Case history

Case history #1

A 65-year-old man presents with fever and respiratory distress. He rapidly develops progressive hypoxia and hypotension requiring ventilator support and pressors. Efforts to reposition the patient result in marked desaturations. One week later, following stabilization of his medical condition, he is noted to have an extensive area of tissue damage over his sacral region. The damage around the margin of the wound appears relatively superficial, with some signs of partial skin loss. Toward the center, directly over the sacrum, is an area of necrotic tissue, which is starting to separate spontaneously, exposing a cavity containing viscous yellow slough.

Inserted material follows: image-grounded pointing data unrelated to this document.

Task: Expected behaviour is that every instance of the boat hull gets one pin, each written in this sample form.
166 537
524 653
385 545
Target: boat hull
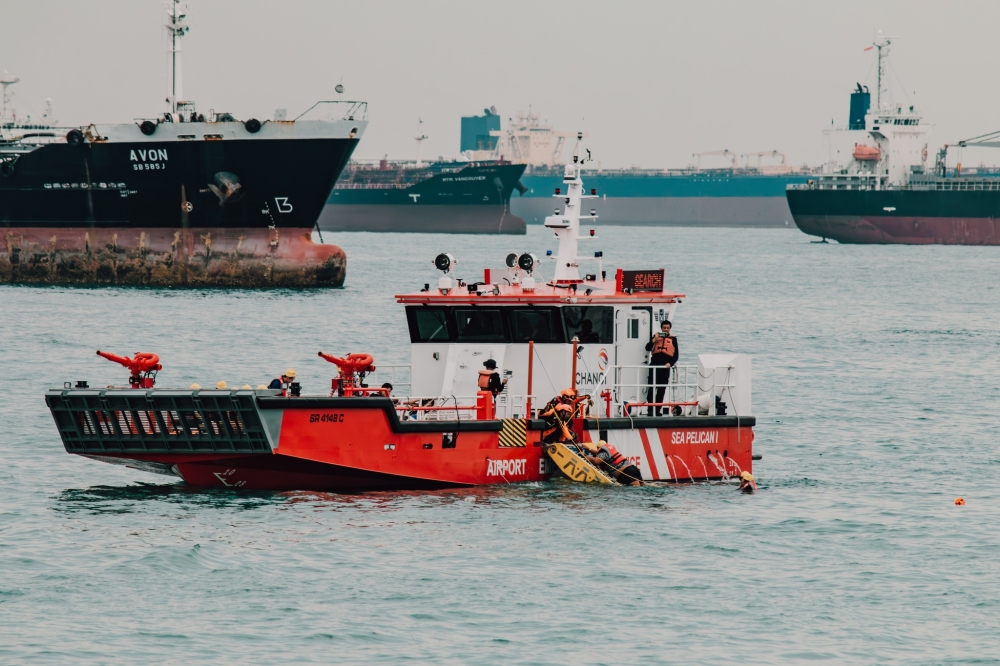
899 216
161 211
701 211
169 257
258 441
453 219
443 198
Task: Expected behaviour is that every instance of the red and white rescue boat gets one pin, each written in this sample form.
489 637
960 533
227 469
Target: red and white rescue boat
435 428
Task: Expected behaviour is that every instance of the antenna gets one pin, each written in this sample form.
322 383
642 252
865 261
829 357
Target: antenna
420 139
176 13
6 81
882 44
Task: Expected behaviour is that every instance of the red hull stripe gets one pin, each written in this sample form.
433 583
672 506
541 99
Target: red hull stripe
649 453
661 436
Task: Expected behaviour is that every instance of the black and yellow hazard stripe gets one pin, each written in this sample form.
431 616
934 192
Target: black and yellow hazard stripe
514 433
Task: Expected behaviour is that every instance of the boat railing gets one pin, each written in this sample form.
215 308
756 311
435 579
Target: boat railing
436 408
397 375
634 391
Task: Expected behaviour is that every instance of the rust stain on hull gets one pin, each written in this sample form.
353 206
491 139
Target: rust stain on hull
169 257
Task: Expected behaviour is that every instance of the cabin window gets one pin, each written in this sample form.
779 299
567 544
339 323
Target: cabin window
633 328
536 324
594 324
428 324
480 325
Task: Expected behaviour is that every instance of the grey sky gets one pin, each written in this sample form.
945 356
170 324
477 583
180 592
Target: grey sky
652 82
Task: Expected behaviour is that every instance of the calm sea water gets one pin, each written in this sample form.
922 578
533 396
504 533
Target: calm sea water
876 374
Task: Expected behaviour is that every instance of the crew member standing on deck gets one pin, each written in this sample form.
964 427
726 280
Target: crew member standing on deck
489 379
281 383
664 356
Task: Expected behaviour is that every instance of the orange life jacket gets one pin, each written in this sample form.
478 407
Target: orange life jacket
662 345
484 379
617 459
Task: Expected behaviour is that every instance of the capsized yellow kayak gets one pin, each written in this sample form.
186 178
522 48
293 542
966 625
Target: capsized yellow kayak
575 467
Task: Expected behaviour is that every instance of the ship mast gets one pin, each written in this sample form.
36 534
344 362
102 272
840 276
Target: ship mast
6 81
882 43
176 28
566 225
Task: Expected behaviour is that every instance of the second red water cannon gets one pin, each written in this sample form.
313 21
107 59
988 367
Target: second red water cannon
143 366
353 369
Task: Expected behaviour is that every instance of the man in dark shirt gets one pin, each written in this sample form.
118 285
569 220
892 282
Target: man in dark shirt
664 356
489 379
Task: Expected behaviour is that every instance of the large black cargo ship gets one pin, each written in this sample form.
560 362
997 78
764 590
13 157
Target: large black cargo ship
888 194
182 199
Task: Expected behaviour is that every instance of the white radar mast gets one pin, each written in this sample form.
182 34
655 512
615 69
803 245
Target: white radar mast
882 44
566 225
176 13
420 140
7 116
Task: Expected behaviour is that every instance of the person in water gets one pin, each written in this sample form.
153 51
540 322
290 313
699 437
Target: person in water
664 356
607 458
489 379
558 415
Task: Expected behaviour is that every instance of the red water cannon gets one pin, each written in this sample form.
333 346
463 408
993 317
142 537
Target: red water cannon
143 367
353 369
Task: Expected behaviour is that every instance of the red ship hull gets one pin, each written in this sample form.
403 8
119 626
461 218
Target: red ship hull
359 444
902 230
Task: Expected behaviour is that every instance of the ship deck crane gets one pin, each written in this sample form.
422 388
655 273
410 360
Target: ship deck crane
988 140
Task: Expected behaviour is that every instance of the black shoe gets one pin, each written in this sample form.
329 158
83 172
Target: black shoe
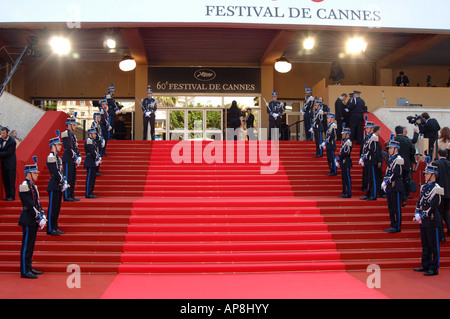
431 273
29 275
35 272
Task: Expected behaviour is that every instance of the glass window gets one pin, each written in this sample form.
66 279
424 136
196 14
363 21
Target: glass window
171 101
177 120
204 101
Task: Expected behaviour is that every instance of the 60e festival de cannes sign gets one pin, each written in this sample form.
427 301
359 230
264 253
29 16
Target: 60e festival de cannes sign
204 80
401 14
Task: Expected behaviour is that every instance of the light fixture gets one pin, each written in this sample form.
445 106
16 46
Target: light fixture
111 43
283 65
60 45
308 44
356 45
127 63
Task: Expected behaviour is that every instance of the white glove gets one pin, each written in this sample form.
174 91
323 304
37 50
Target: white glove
361 161
65 186
42 223
417 218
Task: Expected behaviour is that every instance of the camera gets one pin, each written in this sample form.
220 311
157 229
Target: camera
413 119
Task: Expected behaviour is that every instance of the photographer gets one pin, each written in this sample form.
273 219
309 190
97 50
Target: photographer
407 152
430 129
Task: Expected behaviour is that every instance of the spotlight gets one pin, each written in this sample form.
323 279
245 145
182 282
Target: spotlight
111 43
60 45
356 45
308 44
283 65
127 64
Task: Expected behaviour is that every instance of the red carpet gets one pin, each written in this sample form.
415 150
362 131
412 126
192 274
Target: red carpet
157 217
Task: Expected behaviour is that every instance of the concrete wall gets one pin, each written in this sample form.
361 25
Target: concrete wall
18 115
429 97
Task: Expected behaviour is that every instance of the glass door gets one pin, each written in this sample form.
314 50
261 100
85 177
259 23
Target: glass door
177 119
214 120
195 124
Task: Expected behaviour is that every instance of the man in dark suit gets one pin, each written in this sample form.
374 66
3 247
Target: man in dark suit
250 124
31 218
339 107
91 162
443 179
71 159
430 129
357 107
407 152
8 160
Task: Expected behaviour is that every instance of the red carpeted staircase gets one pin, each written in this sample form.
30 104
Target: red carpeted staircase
156 216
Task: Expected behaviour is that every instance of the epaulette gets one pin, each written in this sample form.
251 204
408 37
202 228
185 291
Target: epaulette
24 187
348 143
439 190
399 160
51 158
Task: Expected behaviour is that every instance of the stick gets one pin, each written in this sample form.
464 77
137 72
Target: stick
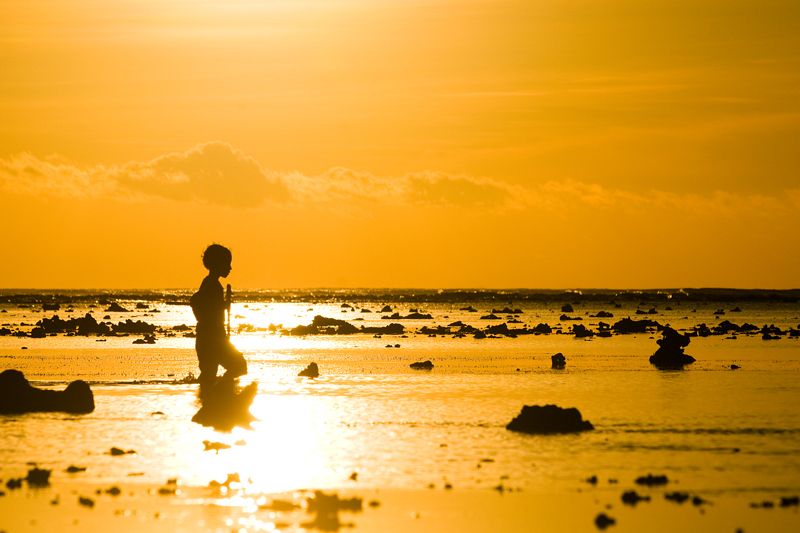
228 299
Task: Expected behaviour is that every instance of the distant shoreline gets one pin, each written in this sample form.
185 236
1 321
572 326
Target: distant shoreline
181 296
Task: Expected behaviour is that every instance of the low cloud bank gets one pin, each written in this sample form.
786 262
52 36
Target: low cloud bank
215 173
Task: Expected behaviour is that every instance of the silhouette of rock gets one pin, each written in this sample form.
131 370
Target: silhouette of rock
670 352
603 521
311 371
18 396
632 498
580 331
549 419
38 477
626 325
216 446
677 497
651 481
507 311
225 406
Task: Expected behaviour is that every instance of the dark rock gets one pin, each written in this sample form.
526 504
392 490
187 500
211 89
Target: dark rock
603 521
119 451
792 501
632 498
18 396
38 477
677 497
549 419
670 352
507 311
626 325
651 481
311 371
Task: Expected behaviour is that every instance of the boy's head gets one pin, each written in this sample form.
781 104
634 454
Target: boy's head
217 259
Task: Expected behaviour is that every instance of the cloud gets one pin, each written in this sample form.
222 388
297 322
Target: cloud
212 173
215 173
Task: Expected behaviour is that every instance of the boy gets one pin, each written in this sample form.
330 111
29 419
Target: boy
213 346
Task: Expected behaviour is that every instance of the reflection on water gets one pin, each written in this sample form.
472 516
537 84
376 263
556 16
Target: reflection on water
711 432
711 428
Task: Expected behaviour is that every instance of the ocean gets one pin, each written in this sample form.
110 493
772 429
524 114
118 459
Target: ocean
371 422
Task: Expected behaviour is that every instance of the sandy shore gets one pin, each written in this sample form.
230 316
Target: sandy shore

A purulent discharge is draining from this cavity.

Case history #2

An 80-year-old woman in a residential care facility, who has recently suffered a stroke with a resulting right hemiplegia, presents with a painful area on the right heel. On examination the heel is found to be covered with a layer of hard, black, necrotic tissue with a leathery appearance.

Other presentations

Pressure ulcers, while typically thought of as a condition of frail elderly patients, may occur among patients of any age and in any setting. When not located over a bony prominence, pressure ulcers are usually the result of an external device. Examples include oxygen tubing causing a pressure ulcer on the ear or a lower leg cast causing an ulcer on the leg. External devices may also cause mucosal pressure injury.